John Wayne Cleaver is barely an adult, but he's already killed multiple times -- though, as he'd be quick to tell you, he hasn't killed any human beings, despite great urges to do so, only demonic creatures who call themselves the Withered and have lived among mankind for millennia. And, luckily, the authorities have understood this, and recruited him into a special top-secret team to find and eliminate other Withered across the country.

That all sounds good: Cleaver can channel his sociopathic urges towards killing things that really are monsters, and he has allies to help and support him. But those allies don't trust him -- he is still a teenager, and they know he has no normal human empathy -- and one of them, more annoyingly, is a psychiatrist who makes Cleaver sit down for regular sessions and talk through his "issues." (Cleaver can keep going in large part because there are things he just doesn't talk about, and thinks about as little as possible.)

And the leader of the Withered, the one that recruited the others and created the ritual that transformed them, back at the dawn of humanity, now knows about Cleaver. So now there's more than one hunter -- and one of them has been hunting for a very, very long time.

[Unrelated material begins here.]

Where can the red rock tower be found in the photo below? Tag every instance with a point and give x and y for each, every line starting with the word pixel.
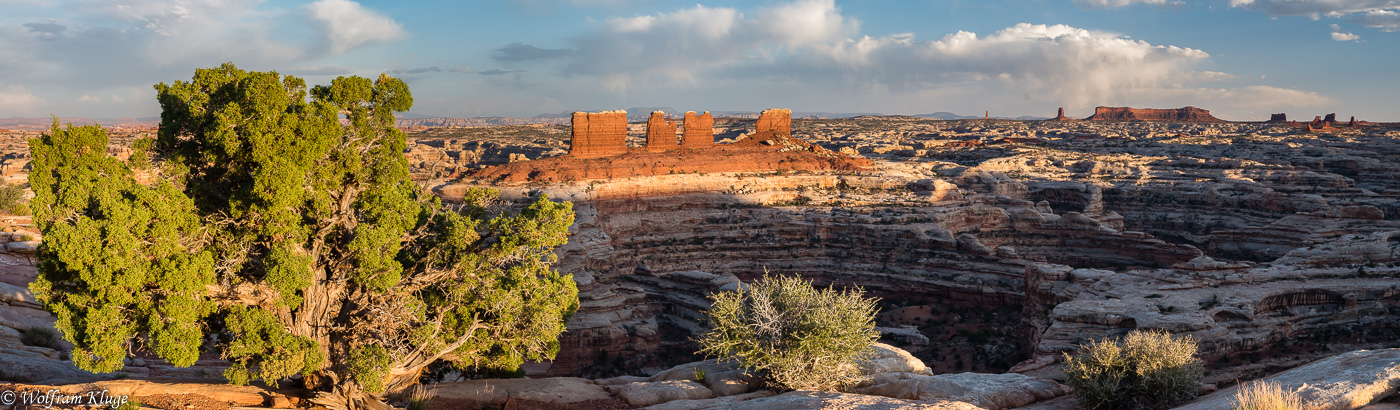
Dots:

That's where he is at the beginning of The Devil's Only Friend, the fourth novel Cleaver narrates. (See my reviews of the first three for more background.)

The Devil's Only Friend is an excellent contemporary supernatural thriller, but, for me, what really makes this series distinctive is Cleaver's voice. He tells us each of these stories, from deep within his own tormented and deeply non-neurotypical head, and how Cleaver perceives the world and how he keeps himself following his rules and functioning in society is more interesting and important than whether or not he manages to kill any particular demon. (Because this is a series, so we have a sneaking suspicion that Cleaver isn't going to be suddenly killed by a demon on page ten -- but he could lose control of himself, and lose everything he's worked for.)

Only Friend stands alone, or can do so -- it's set some time after the initial trilogy, and isn't as closely linked as those books are. A new reader could start here. I'd recommend going back to the beginning, though -- these are all great books, and why not savor them?